Two Moons
Page 4
And so he had headed out to Trinity Episcopal at Third and C, where during the war, when it was a makeshift hospital and he a new congressman, he used to see the boys from his district bleeding through their bandages. In the years since, he had sometimes repaired there to think. But on Sunday night, a block before it, he had passed the planet reader’s signboard. He had always read, and always resisted, the astrologers’ notices in the Star. But this time he had gotten to Trinity only after he’d given in and called at the Irishwoman’s; he sat in the church to consider what she’d told him. He was moving out of Mars’ control toward that of Jupiter, which ruled a man in his years past fifty, bestowing on him more respect and less contention, increasing his “gravity” in a way the Irishwoman made seem literal and heavy. But, she had added, before he could cross over to the new planet’s dull protection, he must first, beginning this October, pass through his forty-ninth year, one of the grand climacterics for a man, full of snares to health and fortune.
It had sounded more actuarial than astrological, but for all that, nearer the heavens than the false altitude of Capitol Hill, whose thick, overheated air he’d been choking on lately. If he were again to believe in himself, or even be himself, he required something new to believe in, a secret, even a ridiculous one. This winter he had experienced the first real illness of his life, a loss of vitality that had him, in January, collapsing in the Senate cloakroom after giving the two-day speech now preserved in these pamphlets on the desk. Almost an hour had passed before he roared back over the border of consciousness. He’d felt a doctor slapping alcohol onto his back and tried to throw him off. But the two senators who’d dragged him home from the chamber to his couch at the Arlington pushed him back down, and made him submit to their judgment that he was too sick to attend the evening session. Even so, the following morning he strode down the aisle, ten minutes late and sicker than anyone knew. Light-headed though he might have been, he instantly realized, from the hush accompanying his entrance, that he had carried the day—and saved the Republic as surely as the general had a dozen years before.
The whole episode was a harbinger of the dread climacteric, and he had decided he would fight it off, grab it by the throat and squeeze it, as if it were Blaine (who came to him in dreams) or even death itself. He would live again by asserting his will, by once more vanquishing something. His great act of conciliation, of statesmanship, had yielded nothing but Evarts.
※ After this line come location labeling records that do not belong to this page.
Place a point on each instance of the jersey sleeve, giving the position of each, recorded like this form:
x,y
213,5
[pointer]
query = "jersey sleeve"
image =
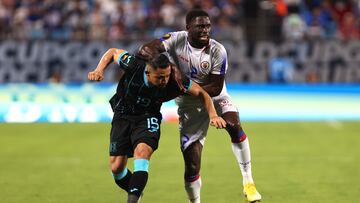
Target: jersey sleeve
x,y
220,61
170,39
126,61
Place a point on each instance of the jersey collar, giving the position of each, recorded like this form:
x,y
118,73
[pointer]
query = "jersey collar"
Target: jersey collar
x,y
145,79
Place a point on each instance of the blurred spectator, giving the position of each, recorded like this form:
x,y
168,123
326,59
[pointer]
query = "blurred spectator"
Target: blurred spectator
x,y
145,19
349,28
294,27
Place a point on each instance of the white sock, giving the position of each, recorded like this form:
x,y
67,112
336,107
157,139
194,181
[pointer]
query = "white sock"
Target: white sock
x,y
242,153
193,190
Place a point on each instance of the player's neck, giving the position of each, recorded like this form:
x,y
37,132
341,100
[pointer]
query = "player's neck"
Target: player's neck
x,y
196,45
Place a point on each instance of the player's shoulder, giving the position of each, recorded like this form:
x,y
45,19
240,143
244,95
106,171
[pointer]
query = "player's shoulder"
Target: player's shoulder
x,y
177,35
217,48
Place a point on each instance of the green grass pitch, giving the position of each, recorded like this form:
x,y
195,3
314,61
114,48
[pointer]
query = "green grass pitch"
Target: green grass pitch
x,y
297,162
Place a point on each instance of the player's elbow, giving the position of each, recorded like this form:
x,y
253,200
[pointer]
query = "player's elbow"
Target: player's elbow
x,y
214,92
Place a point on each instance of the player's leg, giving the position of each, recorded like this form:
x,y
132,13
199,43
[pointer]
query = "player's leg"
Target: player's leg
x,y
121,174
241,150
192,179
194,123
139,178
119,149
145,139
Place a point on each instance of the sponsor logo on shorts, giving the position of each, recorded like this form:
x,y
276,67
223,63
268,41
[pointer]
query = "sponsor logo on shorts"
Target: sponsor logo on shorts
x,y
204,65
112,147
224,103
166,36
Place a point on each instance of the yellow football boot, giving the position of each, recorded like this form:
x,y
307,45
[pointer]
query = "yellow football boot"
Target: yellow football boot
x,y
251,194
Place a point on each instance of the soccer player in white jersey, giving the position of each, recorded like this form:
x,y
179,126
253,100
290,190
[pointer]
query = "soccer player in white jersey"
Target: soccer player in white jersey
x,y
205,61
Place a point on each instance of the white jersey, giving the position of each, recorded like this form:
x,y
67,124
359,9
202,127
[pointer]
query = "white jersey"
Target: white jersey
x,y
195,63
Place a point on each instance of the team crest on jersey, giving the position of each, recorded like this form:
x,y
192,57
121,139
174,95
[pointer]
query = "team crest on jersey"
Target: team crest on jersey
x,y
166,36
204,65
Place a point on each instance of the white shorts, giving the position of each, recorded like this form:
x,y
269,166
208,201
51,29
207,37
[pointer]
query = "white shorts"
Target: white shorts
x,y
194,119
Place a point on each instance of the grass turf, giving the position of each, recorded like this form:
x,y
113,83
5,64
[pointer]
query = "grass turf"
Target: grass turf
x,y
292,162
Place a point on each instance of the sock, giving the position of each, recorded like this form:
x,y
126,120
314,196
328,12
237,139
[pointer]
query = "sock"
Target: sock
x,y
122,179
192,187
133,198
139,178
241,151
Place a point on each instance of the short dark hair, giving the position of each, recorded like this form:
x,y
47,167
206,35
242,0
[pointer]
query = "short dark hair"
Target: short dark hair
x,y
191,15
160,61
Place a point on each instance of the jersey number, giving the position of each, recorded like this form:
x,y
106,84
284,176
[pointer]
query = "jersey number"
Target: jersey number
x,y
153,124
193,72
143,101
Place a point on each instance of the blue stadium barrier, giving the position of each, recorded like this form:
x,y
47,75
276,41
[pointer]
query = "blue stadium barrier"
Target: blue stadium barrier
x,y
88,102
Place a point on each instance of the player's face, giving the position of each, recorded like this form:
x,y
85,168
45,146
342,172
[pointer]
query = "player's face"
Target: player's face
x,y
199,31
159,77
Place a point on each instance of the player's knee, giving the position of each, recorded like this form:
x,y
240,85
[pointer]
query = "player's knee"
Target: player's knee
x,y
143,151
116,167
192,169
235,130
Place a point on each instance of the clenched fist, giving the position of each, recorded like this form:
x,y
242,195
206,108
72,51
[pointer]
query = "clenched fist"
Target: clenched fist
x,y
96,75
217,122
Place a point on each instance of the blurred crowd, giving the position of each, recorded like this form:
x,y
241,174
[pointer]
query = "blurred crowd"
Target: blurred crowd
x,y
144,19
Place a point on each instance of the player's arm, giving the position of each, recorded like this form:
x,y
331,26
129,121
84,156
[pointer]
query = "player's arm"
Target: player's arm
x,y
215,85
215,120
110,55
149,50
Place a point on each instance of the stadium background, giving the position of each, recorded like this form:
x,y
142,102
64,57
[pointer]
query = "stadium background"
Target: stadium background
x,y
289,60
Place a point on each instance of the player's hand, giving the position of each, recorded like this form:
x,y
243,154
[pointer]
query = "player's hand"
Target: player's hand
x,y
217,122
96,75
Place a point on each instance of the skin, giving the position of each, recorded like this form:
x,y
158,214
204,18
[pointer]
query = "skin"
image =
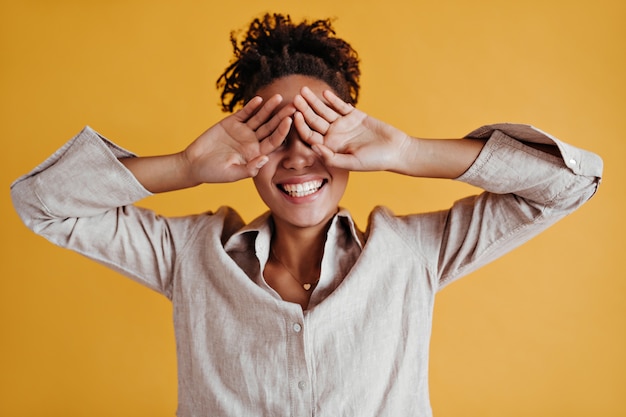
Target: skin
x,y
297,130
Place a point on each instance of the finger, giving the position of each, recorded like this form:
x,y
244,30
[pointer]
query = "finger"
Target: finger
x,y
337,104
335,159
269,144
248,110
312,119
264,113
320,108
268,128
304,130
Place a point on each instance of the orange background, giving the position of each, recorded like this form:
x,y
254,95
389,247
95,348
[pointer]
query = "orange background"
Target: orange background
x,y
540,332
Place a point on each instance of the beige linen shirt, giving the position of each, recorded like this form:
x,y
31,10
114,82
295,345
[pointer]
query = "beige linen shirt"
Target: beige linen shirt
x,y
361,348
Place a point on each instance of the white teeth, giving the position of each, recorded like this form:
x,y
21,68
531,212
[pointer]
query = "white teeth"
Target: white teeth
x,y
302,189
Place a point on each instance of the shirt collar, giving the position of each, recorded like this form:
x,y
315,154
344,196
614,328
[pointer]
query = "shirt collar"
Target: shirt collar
x,y
259,231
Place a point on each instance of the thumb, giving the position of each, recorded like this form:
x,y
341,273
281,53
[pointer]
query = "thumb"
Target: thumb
x,y
254,166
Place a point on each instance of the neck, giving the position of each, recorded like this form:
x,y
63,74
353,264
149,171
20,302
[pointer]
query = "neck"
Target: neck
x,y
301,249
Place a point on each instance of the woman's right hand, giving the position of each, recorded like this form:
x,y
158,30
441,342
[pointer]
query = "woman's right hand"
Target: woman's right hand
x,y
237,147
233,149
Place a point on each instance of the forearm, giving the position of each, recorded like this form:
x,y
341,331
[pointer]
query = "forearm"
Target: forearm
x,y
437,158
161,173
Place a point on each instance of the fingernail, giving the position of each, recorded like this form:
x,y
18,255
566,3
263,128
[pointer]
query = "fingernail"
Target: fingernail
x,y
262,162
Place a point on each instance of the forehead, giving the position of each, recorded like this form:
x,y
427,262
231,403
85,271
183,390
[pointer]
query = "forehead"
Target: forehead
x,y
291,85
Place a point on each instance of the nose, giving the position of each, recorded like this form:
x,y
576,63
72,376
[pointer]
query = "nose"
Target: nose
x,y
298,154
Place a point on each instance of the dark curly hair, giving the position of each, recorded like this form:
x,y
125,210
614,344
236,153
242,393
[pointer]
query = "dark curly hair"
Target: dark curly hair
x,y
274,47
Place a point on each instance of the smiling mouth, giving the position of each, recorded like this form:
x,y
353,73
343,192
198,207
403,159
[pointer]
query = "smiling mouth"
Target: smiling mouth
x,y
302,189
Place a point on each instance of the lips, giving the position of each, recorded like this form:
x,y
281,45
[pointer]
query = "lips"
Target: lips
x,y
302,189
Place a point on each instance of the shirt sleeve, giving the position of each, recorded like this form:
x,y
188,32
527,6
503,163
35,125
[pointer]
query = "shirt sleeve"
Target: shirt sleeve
x,y
81,198
526,190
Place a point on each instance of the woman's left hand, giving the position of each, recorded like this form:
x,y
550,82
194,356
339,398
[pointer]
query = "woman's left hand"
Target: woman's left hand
x,y
346,137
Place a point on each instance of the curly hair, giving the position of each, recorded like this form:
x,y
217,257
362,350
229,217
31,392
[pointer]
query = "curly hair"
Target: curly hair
x,y
274,47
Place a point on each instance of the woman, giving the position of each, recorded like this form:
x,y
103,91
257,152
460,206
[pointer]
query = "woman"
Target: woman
x,y
299,312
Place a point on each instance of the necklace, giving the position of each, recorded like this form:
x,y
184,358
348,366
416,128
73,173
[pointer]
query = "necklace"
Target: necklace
x,y
306,286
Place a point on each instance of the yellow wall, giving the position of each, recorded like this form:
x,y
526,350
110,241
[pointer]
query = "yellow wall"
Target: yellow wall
x,y
541,332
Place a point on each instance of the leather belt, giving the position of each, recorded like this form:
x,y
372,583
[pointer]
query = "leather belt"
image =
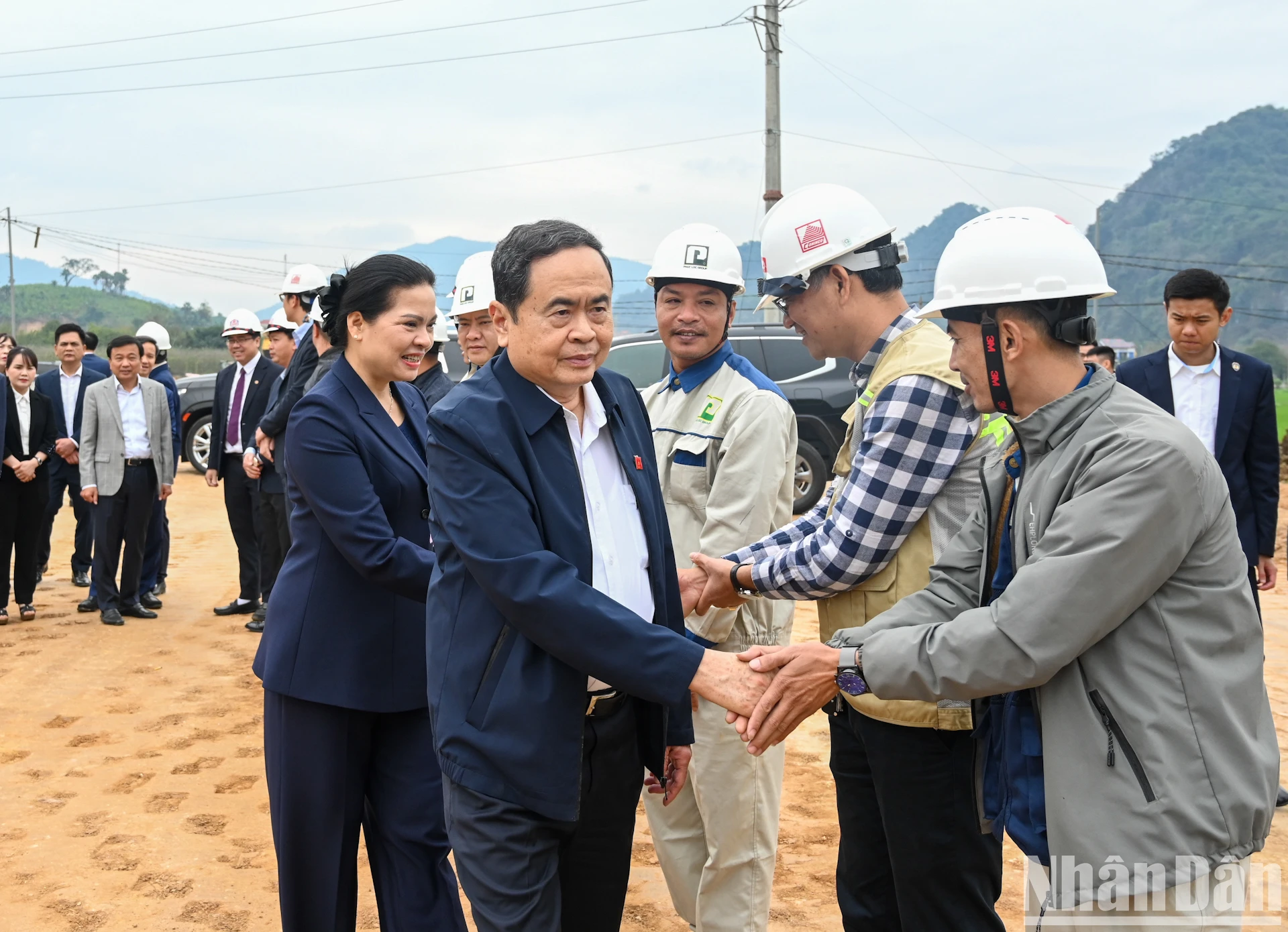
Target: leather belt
x,y
603,705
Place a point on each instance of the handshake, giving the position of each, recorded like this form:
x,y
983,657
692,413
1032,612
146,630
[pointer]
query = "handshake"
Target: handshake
x,y
768,691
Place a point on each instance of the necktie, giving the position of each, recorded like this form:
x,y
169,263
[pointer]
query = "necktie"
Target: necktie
x,y
233,434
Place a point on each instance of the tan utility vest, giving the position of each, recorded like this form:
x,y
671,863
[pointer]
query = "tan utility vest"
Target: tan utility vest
x,y
921,351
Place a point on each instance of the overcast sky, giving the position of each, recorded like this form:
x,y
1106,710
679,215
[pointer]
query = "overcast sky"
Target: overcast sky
x,y
1086,92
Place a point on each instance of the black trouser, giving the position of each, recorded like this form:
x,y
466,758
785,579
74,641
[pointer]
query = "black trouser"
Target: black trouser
x,y
912,858
276,537
523,872
123,519
66,479
331,770
241,500
22,514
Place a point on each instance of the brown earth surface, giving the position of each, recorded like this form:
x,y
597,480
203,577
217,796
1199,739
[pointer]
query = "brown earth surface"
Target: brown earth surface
x,y
131,765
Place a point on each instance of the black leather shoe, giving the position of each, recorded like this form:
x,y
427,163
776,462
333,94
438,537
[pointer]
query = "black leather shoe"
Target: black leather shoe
x,y
236,608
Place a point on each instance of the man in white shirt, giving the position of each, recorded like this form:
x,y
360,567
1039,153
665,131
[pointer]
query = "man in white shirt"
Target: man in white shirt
x,y
66,386
125,463
241,394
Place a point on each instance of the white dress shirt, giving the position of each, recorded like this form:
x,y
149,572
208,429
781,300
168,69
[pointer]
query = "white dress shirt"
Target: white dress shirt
x,y
1197,396
134,421
249,369
617,545
70,386
23,400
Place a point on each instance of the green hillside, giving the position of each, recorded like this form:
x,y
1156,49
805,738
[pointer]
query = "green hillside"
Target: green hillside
x,y
1229,214
40,308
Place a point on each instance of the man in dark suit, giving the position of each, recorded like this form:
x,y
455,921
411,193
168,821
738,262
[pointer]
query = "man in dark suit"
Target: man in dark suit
x,y
62,386
91,361
1228,400
241,393
555,646
299,292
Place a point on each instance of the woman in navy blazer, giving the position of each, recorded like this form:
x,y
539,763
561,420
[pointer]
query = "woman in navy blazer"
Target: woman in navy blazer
x,y
347,733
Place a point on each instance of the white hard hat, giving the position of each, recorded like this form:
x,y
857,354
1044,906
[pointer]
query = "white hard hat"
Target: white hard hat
x,y
1018,254
241,321
303,278
698,253
473,285
278,322
158,333
821,225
From now on, he would seek only victories, shunning compromise like the slow, fatiguing poison it had proved itself. He required an enemy, and he required a woman, a new one, who would first bewitch him and then surrender.
Still waiting for the errand boy, Conkling thought for the second time that day of Franklin Pierce. He would have nothing of him back in 1852. Still in his early twenties then, defending forgers one year, prosecuting slanderers the next, he’d gained his first political foothold with the Whigs, canvassing Utica against Pierce and for General Scott. Why should the Irishwoman have had that old campaign biography out? Did it signify, he wondered, her ability to reverse the disastrous course of his current planetary influence? Think of it, after all: what had proved better for him than Scott’s defeat and Pierce’s victory? With the Whigs past reviving, the time for the Republican party, the home of all his victories, had arrived. So who knew what disguise his current celestial blessings wore? Yes, the book was an encouraging token. Even if it wasn’t what he now most wanted from Madam Costello.
“It’s about time!” he shouted down the stairs, at the first sound of the hotel’s dogsbody. “You’ll have a dime for this and nothing more.” He instructed the boy to carry an envelope with a gilt-edged note to the woman who did business at the southeast corner of Third and D. “Wait for a reply,” he said, somewhat more softly, realizing it was this lad who would be bringing him what the note politely demanded of Mary Costello: the name and address of the woman he’d passed coming through her door.
“And then,” said Commodore Sands, caught between a laugh and a wheeze, aiming his diminished voice into Hugh Allison’s politely lowered ear, “he’s supposed to have tapped the hull and said, ‘The damned thing’s hollow!’ ” The retired officer, both palms pressing on the tip of his cane, rocked in his chair until his long white beard shook. “ ‘The damned thing’s hollow!’ ”
Hugh laughed, too, even though the story of the new Navy Secretary’s amazement over what floated the vessels in his charge had been making the rounds for several days; and even though he knew the old commodore’s merriment would soon dissolve into quiet gloom over the service’s lost luster: Thompson, the landlubbing Hoosier who had gotten Navy as a political reward, had fewer than thirty hollow hulls to keep track of.
“He can’t be worse than his predecessor, sir.”
“What’s that?”
“I said I doubt he’ll steal so much as Mr. Robeson did.”
“Oh, yes, you’re right about that. You’re right about that, son.”
Benjamin Sands patted Hugh Allison’s arm, the gesture demonstrating both kindliness and his desire to leave. Three years after his retirement, he still came out to the Observatory for an occasional look through the twenty-six-inch Great Equatorial, the glory acquistion of his tenure. Tonight, however, as so often, the mists swirling over Foggy Bottom had failed to clear. The dome would not be opened up.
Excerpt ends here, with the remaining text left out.